Hard disagree on this one. If you view it in the post-modernist "author is dead", "only thing that matters is that I enjoy it" consumer mindset that is the most common view today, and the most common mindset pro-AI people have, these so-called "ideas" are nothing more than short form text that is sufficiently different from things that are commonly circulating so that it feels "fresh" and "exciting", but sufficiently close that it feels "relevant" and "touching". A properly prompted AI fed with the proper data and feedback loop (so it can iterate) could generate "ideas" like that no problem, and most people would eat it up.
If you hook it all up to social media:
- crawl to see what topics and styles are popular
- imitate it
- use the feedback to cull the unsuccessful instances and to guide the successful ones
This is what the entertainment industry does anyway, just with human "creative agents". The measurement side has been automated and industrialized for decades by now. Now, generators are good enough that you can slot them into this flow (like, a "Shousetsuka ni Narou" kinda selector and feedback platform, just for all AI), and push humans out of the loop completely.
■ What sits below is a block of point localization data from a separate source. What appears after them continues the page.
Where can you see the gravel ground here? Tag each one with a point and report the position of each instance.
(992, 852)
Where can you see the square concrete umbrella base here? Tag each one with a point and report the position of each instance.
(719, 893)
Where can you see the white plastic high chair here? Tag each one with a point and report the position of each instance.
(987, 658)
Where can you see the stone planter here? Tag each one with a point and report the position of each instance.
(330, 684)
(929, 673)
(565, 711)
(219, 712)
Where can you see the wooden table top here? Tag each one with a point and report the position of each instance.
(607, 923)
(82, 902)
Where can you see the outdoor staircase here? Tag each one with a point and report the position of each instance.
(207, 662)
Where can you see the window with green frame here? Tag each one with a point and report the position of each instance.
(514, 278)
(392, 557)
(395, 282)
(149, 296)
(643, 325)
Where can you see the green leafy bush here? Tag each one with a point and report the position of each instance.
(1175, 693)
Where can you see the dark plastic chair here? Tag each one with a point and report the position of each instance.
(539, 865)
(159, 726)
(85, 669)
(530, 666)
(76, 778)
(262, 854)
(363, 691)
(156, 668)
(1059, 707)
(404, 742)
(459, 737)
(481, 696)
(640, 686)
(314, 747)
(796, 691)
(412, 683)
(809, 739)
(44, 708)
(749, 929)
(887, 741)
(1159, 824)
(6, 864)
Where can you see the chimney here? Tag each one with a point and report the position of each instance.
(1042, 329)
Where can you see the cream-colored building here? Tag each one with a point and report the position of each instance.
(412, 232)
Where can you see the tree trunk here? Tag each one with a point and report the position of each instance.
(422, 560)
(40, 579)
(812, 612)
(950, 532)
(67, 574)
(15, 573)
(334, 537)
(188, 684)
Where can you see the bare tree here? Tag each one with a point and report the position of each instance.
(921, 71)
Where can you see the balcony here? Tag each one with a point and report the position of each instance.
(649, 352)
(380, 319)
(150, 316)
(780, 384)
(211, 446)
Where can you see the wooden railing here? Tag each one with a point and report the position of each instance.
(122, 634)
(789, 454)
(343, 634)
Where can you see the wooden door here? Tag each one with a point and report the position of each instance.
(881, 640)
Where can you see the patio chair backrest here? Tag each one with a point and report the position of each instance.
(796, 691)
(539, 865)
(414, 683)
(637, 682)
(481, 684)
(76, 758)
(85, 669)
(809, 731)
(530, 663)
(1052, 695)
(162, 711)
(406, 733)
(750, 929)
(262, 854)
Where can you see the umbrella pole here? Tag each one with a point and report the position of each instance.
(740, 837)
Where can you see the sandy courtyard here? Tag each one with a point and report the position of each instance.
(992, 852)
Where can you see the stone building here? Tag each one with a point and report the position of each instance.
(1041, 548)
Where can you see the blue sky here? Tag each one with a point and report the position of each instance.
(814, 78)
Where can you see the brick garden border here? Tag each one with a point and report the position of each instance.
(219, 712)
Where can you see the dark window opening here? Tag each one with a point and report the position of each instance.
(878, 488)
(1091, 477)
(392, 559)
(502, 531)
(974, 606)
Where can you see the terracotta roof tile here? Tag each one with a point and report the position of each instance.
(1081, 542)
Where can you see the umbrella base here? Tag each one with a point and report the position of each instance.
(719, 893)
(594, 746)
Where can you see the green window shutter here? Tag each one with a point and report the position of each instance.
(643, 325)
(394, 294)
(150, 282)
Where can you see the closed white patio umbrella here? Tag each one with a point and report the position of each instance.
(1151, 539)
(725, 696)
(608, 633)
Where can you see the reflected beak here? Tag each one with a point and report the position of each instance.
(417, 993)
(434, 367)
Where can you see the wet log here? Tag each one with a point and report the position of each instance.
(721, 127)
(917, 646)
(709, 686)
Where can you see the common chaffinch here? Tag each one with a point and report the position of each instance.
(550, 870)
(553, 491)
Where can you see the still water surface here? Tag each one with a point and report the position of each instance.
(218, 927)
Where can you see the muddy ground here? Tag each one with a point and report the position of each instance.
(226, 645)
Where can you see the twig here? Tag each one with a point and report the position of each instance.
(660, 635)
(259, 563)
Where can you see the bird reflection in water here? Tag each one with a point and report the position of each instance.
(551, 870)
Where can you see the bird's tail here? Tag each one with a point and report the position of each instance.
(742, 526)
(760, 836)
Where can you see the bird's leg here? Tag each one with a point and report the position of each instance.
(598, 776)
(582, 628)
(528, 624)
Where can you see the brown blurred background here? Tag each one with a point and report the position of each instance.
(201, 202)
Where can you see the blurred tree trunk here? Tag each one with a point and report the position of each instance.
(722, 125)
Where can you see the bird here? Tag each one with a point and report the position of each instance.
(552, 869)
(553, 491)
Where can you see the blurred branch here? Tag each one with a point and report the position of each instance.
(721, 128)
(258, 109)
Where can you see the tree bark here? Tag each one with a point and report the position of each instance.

The only barrier is consistency over long-form content. I'd say that for short text (poetry, etc.), single pictures and music they are now "good" enough, so you can automate your average single-picture fan artist, your average rock band, or your average poet. Given feedback and a proper selection algorithm, you could iterate enough to produce something that in a vacuum, is perceived as "great art".
If you do not postulate from the axioms up that humans are necessary for art, the "muh idea and artistic vision" people are trying, but I don't see any way to save this argument. Humans are fallible. If something operates at a resolution that is below our senses, that will trick us. Like the analog vs digital transition: at some point, it got good enough that you physically cannot hear or see the difference. Even purely random patterns with no rhyme or reason can trick us into seeing meaning into it, that's how our brain is wired.
We now face the situation that we have built machines that can reproduce statistical patterns of all kinds so well, that we cannot tell the difference; they operate at a resolution that can trick us. "Ideas" are no different, as they are just text with specific semantic meaning from the viewpoint of the reader.